If one of your Linux systems has crashed or appears to have hung, it can be difficult to know what to do next. Your first instinct may be to reboot it, but a system reboot should not be your first resort (particularly if you want to ensure it doesn’t happen again soon). Below are some options which you should review to help determine what has happened and how it can be prevented in the future.
Before Rebooting a Hung System
Do you know what the server was doing when it hung? Running a heavy workload is probably the most common case, but our technicians have also witnessed systems that only hang when idle.
If a server “hangs” and you cannot log in, there are a few things to do before you reboot it. The goal is to determine if the entire system is 100% frozen or if certain portions are still operating (which often helps classify the type of problem). Some things to try:
- Can you ping it? If there is network activity then some portions of the system are still operating.
- Does the system ask you for a password when you try to log in? Sometimes systems hang in such a fashion that the system accepts your username and then hangs as you’re typing in the password (e.g., in an SSH login session).
- Does there appear to be hard drive activity?

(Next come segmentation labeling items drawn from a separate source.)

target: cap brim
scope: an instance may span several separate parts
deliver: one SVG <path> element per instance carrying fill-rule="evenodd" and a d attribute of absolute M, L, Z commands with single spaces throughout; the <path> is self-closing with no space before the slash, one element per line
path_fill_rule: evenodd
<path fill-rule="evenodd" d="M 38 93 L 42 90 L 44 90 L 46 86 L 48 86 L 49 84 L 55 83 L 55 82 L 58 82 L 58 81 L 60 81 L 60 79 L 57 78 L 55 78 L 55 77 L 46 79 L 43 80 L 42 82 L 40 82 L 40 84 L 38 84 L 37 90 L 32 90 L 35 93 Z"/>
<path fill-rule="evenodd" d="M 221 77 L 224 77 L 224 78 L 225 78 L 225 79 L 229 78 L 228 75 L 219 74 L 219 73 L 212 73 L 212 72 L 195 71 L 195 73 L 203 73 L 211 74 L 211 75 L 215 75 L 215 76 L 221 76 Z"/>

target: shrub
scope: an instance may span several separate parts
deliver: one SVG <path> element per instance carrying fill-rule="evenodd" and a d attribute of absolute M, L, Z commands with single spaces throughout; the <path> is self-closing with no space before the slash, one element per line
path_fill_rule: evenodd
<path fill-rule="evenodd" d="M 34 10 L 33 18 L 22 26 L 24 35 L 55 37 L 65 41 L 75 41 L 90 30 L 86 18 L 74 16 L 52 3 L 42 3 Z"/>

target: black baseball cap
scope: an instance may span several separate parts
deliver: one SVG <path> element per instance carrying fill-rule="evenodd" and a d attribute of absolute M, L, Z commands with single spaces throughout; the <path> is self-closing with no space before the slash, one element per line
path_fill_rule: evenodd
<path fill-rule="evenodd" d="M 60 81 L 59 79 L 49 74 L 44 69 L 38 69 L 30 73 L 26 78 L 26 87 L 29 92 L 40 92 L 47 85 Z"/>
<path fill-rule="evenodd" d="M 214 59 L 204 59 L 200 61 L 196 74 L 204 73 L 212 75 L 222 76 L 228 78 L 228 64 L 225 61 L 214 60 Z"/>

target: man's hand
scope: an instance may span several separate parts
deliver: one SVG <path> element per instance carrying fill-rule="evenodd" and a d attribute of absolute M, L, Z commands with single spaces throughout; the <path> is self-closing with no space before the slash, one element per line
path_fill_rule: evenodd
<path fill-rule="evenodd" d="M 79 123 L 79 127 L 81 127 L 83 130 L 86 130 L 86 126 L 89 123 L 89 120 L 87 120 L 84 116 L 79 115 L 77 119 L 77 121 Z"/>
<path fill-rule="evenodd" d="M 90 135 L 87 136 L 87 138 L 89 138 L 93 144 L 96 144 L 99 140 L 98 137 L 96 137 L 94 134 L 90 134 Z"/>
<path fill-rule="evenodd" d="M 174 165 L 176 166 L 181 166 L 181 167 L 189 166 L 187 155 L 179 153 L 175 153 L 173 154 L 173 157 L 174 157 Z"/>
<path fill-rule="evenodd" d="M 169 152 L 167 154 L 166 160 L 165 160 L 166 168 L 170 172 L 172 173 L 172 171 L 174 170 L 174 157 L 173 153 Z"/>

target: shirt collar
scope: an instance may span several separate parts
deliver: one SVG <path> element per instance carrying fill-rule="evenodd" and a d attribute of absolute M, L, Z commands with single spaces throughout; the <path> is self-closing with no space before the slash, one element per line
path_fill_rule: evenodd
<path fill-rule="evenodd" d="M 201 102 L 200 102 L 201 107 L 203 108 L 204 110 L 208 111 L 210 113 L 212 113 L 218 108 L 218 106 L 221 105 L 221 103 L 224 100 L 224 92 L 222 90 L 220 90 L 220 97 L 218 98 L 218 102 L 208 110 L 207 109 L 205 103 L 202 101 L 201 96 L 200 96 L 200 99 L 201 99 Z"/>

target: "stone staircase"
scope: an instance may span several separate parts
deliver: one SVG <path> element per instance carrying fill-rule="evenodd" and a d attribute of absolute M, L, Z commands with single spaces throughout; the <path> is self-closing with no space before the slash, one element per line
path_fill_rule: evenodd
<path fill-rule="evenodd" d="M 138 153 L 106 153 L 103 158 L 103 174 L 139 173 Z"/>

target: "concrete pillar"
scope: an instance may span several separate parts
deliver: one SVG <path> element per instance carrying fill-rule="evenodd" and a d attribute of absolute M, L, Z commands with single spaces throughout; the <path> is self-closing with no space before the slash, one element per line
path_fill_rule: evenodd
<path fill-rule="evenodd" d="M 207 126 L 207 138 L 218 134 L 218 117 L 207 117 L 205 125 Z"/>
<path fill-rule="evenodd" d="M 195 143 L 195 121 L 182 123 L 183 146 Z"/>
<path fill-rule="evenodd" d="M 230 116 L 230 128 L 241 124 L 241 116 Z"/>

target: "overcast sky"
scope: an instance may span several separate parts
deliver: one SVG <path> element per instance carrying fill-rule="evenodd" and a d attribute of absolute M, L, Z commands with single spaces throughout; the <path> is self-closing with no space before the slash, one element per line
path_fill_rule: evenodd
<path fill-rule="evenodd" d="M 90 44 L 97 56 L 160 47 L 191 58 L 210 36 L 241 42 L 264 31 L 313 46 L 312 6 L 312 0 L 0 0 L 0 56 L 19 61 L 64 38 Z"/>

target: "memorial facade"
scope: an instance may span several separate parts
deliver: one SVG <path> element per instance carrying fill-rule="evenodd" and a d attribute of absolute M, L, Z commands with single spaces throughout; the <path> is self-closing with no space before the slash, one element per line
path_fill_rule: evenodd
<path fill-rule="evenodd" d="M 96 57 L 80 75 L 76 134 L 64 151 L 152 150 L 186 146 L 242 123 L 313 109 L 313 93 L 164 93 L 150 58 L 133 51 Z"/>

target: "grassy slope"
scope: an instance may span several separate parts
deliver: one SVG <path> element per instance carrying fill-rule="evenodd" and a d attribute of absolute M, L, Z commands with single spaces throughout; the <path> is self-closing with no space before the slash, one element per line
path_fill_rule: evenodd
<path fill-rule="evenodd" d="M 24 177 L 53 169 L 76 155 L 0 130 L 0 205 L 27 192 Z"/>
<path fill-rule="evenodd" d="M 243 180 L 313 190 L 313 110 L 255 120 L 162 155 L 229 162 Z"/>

- Even though you cannot log in, does it respond to typing if you try to access it via IPMI? What if you go to the machine in the server room and try to log in there? If it is not responding to the keyboard at all when you are in the server room, then that is a particular type of hang.
After Rebooting
At this point, you want to see what is in the system logs. Not all types of issues show up in the system logs, but you may see something valuable there. The files to check vary by Linux distribution, but here are a few to look at:
/var/log/dmesg /var/log/messages /var/log/mcelog /var/log/syslog
Some of the common error messages are listed in High-Level Linux Troubleshooting. You may need to have a Linux systems expert review the logs. Be sure to provide them the entire log contents. Messages from system daemons and from the Linux kernel can be misleading. It’s common for users to mistake fairly common kernel messages for critical errors, or to overlook the errors/warnings which indicate trouble spots.